Last update May 29, 2021

中英語の文法 (3)

動詞の変化

中英語期の動詞の活用は、古英語の活用にくらべるとかなり単純化されています。古英語で区別していた「直接法」、「接続法」、「命令法」といった「法」(mood) も存在していましたが、語尾変化はかなり単純化され、「命令法」はほとんど他と区別がつかないようになっていたようです。また、「接続法」も「活用」とは言えないほど単純化されています。
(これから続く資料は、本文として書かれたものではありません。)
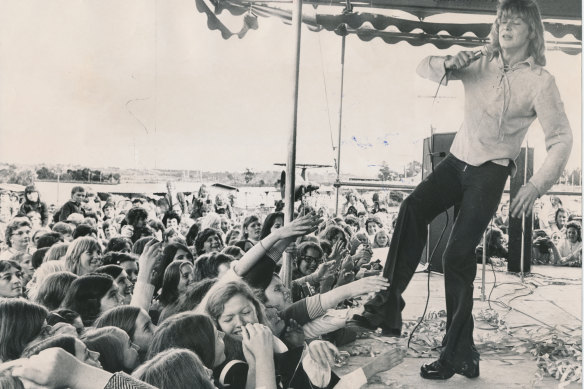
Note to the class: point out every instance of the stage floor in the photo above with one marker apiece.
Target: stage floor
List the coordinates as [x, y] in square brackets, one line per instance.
[542, 313]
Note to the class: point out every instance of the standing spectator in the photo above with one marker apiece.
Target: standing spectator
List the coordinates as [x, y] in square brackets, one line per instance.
[502, 219]
[176, 200]
[17, 237]
[32, 202]
[71, 206]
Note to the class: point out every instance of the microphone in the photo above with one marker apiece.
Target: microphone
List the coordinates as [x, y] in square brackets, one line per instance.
[485, 50]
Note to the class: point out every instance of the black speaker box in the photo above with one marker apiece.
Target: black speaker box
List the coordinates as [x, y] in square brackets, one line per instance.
[435, 149]
[515, 224]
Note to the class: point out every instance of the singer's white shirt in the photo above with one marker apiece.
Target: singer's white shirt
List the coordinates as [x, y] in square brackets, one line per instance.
[500, 105]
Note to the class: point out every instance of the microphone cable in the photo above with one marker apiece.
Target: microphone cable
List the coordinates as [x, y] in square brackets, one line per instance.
[431, 151]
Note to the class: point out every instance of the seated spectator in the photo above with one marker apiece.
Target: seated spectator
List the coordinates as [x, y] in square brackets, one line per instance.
[11, 284]
[381, 239]
[83, 256]
[71, 206]
[212, 265]
[134, 321]
[116, 350]
[25, 262]
[174, 369]
[52, 291]
[65, 229]
[20, 323]
[177, 278]
[121, 280]
[569, 249]
[49, 239]
[17, 237]
[250, 232]
[208, 241]
[32, 202]
[57, 252]
[119, 244]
下記の表は、「強い動詞」(strong verb) である singen (「歌う」)、「弱い動詞」(weak verb) である baþen (「入浴させる・する」)の活用です。中期英語では方言によるバラツキもありましたので、あくまでも「一例」ということであげています。

時制・法 人称代名詞 singen baþen
不定詞 singen baþen
直接法現在 singe baþe
あなた singest baþest
彼/彼女/それ singeþ baþeþ
複数人称 singen baþen
直接法過去 sang baþede
あなた songest baþedest
彼/彼女/それ sang baþede
複数人称 songen baþeden
接続法現在 singe baþe
あなた singe baþe
彼/彼女/それ singe baþe
複数人称 singen baþen
接続法過去 songen baþede
あなた songen baþede
彼/彼女/それ songen baþede
複数人称 songen baþeden
現在分詞 singende baþende
過去分詞 ȝesungen baþede

ところで、baþen の 「þ」の文字は、現代の「th」の発音になります。こうしてみると、不規則動詞の sing の過去形は sang、過去分詞は sung、そして規則動詞の過去・過去分詞は bathe, bathed, bathed のように -ed の語尾をつけるという現代の形に近づいてきているような印象を受けますね。